Jack sighed. He blinked and rubbed his eyes, keeping One hand on the wheel as he drove. There were so many of them. They couldn't all have been victims of the Prowlers. But they were all ghosts lingering in this world, in the Ghostlands.

The world inverted for him again. Suddenly the buildings they passed, the Jeep he was driving, even Molly there on the seat beside him—all of it became insubstantial and transparent. Reality as a photographic negative.

And the ghosts were real. Full color. Three-dimensional.

I'm there with them. In the Ghostlands. But Molly hasn't noticed, so I don't look any different to her. I'm there and here.
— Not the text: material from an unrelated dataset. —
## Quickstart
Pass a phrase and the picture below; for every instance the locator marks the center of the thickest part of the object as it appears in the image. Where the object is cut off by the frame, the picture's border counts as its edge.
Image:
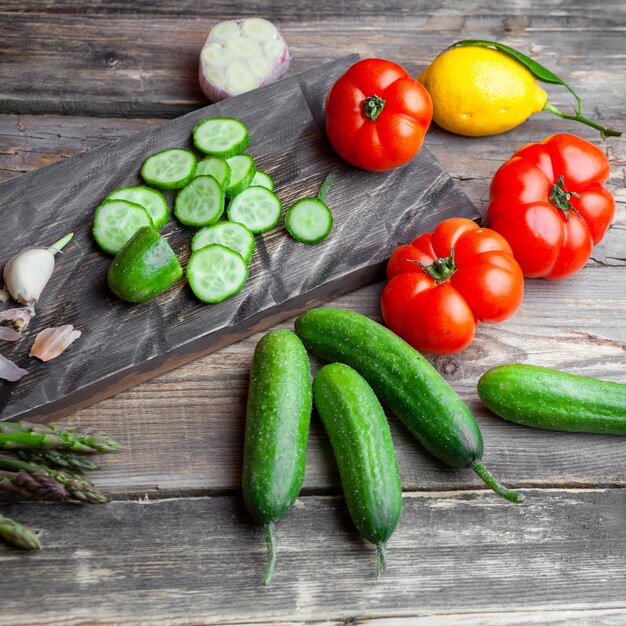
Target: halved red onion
(241, 55)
Alive and... dead? Between worlds.

"Jack, watch the road!" Molly snapped. He blinked, but the Ghostlands remained more real to him than the street beneath his tires. Still, he managed to give the wheel a tug to one side, to remain on the phantom road.

"What's going on with you?" she demanded.

"They're leading us to the Prowlers' lair," he explained.

"Who? Who are they?"

"The dead ones. The ghosts." He heard his voice, but it was dull and distant, as though it remained in one world while he straddled two.

Molly stared at him but said nothing for the rest of the ride. From time to time, Jack saw Artie along the roadside, as though he were skipping ahead across vast distances. The Ghostlands did not share the geography of the real world.

Finally, as they pulled into Copley Square in front of the Boston Public Library, Jack blinked again and the world flexed and rolled about him, and he was back. Molly was flesh and blood and staring at him as though he had gone completely out of his mind. He was sure she would really have thought that, too, had it not been for what had happened the day before.

"We're here," Jack told her.

"Which building?" she asked.

He looked around, spotted Artie in front of an old church on the far corner. The ghost was pointing at the bell tower that rose up into the skyline.

"There," Jack said, and he pointed at the tower as well.

"You're kidding."

"No, I'm not."

For several moments, all was silence in the car. Jack guided the Jeep through the square, and then they

headed across town toward the waterfront and Bridget's.

"So now what?" Molly asked at length. "The cops?"

"We've got to think about it. We don't know how many there are. We can't be sure whether the cops could get them all or if they'd just be slaughtered. Let's talk to Courtney and Bill, try to make sense of this."

"Do they know?" Molly asked sharply.

Jack frowned and shot her a quick sidelong glance. "Do they know what?"

'About the ghosts. That you see ghosts?"

He shook his head. "No one does. I know you probably think—"

"No," Molly said. "It explains a lot."

Jack kept his eyes on the road, waiting for her to ask about Artie. She never did. Eventually he figured that she didn't ask because she didn't want to know the answer.

Shortly after dusk Jasmine lingered in the thickening shadows of an alley across the street from Bridget's Irish Rose Pub and cursed her luck. She had been here before, of course. The scent of the girl with the wild red hair was familiar to her, and the guy with her was also familiar. Just over a week earlier she had seen them both with the girl she thought of as Vanilla, the girl who had become her prey. There had been another boy as well, with shaggy blond hair. She and other members of the pack had killed them, but this was where the hunt had begun.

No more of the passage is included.